The Force With An Answer And A Fight

The AFC has inflicted a very serious wound to the likelihood and fate of any third party in Guyana. It took 40 years (after the death of Walter Rodney and the weakening of the WPA), for Guyanese to build the trust in another third party. Yet in just about two years, the AFC has severely hampered the chances at any third party regain the confidence of the Guyanese public. The AFC has even weakened their own chances of attracting the support of new persons, and worse yet, the trust of those whom were once able to convince.

This is not a hallow assumption, we have proven this scientifically. As the United Republican Party (URP) fans out across Guyana in an effort to introduce ourselves to the voters, the constant refrain is “Are ya’ll going to join up with de PPP or PNC like what AFC did?” Not one of our public events or bottom house meetings finishes without someone reminding us of the betrayal of trust that the AFC has deposited in the minds of the swing voters in Guyana.

The URP remains hopeful, however, and it would be less than truthful for me not to admit that what the AFC has done to retard the hopes of any third party in Guyana, is seismic. We are convinced that in order for the URP to win, we have to appeal to the non-racial, non-partisan and non-ideological better spirits of the objective Guyanese. Guyana is way too racially divided and politically ideological for us to expect that voters would be inclined to vote mainly on issues. The jumbies of both Burnham and Jagan are too strong for the voters in Guyana to not be wooed, especially when the PPP and PNC party leaders begin to invoke the spirits of these dead men.

(By the way, Guyana is the only country in the Caribbean that still votes for dead people. Let that sink in for a moment. Cuba and Venezuela are probably our two closest neighbors who follow that practice of party leaders invoking the dead, to win elections. Actually, the practice is steep in communism and dictatorship.)
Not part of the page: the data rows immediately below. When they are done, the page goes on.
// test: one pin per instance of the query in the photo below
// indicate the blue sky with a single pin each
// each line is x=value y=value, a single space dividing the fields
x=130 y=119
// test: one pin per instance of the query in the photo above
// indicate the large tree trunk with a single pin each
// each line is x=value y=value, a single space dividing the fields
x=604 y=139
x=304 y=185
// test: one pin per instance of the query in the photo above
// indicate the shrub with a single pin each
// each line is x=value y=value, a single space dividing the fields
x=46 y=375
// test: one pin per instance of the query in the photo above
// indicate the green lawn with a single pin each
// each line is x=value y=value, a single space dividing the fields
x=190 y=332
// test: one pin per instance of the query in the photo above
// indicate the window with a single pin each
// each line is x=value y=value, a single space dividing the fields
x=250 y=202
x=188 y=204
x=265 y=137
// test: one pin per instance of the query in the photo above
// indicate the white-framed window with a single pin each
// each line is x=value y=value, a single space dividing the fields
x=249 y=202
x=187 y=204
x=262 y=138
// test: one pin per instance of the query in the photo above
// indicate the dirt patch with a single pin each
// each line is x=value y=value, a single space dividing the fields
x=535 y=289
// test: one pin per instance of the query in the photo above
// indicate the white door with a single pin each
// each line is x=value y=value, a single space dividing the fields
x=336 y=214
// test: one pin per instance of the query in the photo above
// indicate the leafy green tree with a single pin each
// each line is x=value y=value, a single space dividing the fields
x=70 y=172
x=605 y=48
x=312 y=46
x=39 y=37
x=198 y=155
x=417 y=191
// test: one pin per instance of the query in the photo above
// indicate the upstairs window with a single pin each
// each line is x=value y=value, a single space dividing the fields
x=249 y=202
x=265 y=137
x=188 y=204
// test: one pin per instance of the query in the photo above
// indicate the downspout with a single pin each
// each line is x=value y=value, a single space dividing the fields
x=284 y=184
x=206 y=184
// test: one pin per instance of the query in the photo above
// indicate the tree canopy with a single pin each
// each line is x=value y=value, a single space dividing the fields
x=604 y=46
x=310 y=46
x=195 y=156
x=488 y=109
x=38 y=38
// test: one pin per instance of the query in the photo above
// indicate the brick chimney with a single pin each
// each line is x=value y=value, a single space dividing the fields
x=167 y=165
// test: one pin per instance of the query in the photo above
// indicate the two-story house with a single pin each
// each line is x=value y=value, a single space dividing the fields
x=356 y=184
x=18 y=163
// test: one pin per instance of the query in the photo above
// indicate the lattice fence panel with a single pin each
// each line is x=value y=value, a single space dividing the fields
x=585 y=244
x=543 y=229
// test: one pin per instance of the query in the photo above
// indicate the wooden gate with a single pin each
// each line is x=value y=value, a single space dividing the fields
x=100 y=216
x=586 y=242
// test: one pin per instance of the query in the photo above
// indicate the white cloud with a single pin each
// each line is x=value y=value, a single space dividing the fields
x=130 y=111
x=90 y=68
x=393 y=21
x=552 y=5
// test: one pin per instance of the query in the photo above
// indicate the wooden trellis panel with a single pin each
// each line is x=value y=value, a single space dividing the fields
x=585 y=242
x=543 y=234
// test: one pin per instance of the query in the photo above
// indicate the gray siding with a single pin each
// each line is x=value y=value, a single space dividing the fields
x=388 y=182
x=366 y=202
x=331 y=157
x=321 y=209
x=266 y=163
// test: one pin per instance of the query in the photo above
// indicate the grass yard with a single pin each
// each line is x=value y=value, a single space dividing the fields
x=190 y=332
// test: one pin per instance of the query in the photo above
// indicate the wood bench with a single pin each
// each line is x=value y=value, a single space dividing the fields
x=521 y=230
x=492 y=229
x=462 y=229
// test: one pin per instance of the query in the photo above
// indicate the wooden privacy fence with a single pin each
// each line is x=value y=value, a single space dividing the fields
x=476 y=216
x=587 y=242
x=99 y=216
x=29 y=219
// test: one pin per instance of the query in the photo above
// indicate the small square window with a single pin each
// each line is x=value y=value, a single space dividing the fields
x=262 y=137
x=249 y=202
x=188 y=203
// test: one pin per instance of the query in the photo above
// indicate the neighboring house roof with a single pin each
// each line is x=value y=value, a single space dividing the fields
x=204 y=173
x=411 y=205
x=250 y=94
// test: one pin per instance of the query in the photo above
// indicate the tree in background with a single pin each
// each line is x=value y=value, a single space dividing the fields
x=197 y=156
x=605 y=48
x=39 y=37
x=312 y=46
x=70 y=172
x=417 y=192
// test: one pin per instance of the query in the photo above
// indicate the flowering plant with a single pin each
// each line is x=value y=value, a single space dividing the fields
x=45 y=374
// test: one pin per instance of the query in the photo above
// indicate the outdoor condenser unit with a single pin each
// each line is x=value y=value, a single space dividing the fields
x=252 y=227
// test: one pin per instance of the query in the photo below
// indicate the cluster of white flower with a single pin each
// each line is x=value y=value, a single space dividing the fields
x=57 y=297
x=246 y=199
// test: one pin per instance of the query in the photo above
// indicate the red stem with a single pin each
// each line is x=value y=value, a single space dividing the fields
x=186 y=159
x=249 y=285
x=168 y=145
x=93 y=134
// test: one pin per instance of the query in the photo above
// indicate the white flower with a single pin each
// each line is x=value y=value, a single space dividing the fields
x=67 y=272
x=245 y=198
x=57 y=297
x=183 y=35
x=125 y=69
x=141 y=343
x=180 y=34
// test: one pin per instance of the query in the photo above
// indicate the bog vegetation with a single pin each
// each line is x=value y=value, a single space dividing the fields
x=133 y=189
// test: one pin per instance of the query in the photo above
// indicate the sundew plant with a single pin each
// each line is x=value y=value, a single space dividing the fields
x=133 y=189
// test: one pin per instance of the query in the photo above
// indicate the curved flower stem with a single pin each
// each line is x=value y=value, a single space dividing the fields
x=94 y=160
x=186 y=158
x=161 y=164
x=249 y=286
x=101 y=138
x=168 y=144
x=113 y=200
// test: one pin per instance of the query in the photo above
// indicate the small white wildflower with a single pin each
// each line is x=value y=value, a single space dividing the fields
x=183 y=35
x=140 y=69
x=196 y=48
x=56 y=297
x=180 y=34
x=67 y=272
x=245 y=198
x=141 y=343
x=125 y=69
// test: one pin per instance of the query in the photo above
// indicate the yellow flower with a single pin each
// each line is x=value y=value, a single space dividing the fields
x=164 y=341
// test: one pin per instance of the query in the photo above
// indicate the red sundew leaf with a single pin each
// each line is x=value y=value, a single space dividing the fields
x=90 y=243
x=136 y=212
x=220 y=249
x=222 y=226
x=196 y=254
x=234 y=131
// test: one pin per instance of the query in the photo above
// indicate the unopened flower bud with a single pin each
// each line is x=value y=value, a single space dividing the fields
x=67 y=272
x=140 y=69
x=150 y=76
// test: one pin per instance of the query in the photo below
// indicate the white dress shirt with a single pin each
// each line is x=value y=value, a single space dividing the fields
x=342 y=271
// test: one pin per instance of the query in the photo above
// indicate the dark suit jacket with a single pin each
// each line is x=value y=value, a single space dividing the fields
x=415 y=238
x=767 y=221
Like I was saying, the AFC was able to do what no other third party was able to do – they won a sizable amount of seats in parliament. Not even the WPA that was around for such a long time, with such a popular leader, was able to do what the Alliance did. And they were effective because the Guyanese people were literally fed-up with the PPP and the PNC. The founders of the Key-party tapped into a frustration that the Guyanese both locally and in the diaspora were experiencing. There was great push-back when the AFC executive decided to enter talks of forming the Coalition. Many felt that the PNC would swallow up the AFC. Some suggested that the PNC members in the AFC would side with the PNC during tough negations. Others voiced their opinion that the AFC would lose their fresh independence of thought. Now, two years into the deal, all those fears are being realized.  The AFC has shrunken into a struggling party, made up of mostly Government ministers. They have lost their core supporters, particularly the PPP members whom they once attracted. Their sheer spineless inability to maintain their raison d’être is now forcing their worried backers to call for their unhitching from the PNC. We all know that that will not happen; the decision makers in the AFC are all ministers of in this PNC Government. The AFC has severely damaged the chances of any third party but all hopes are not lost.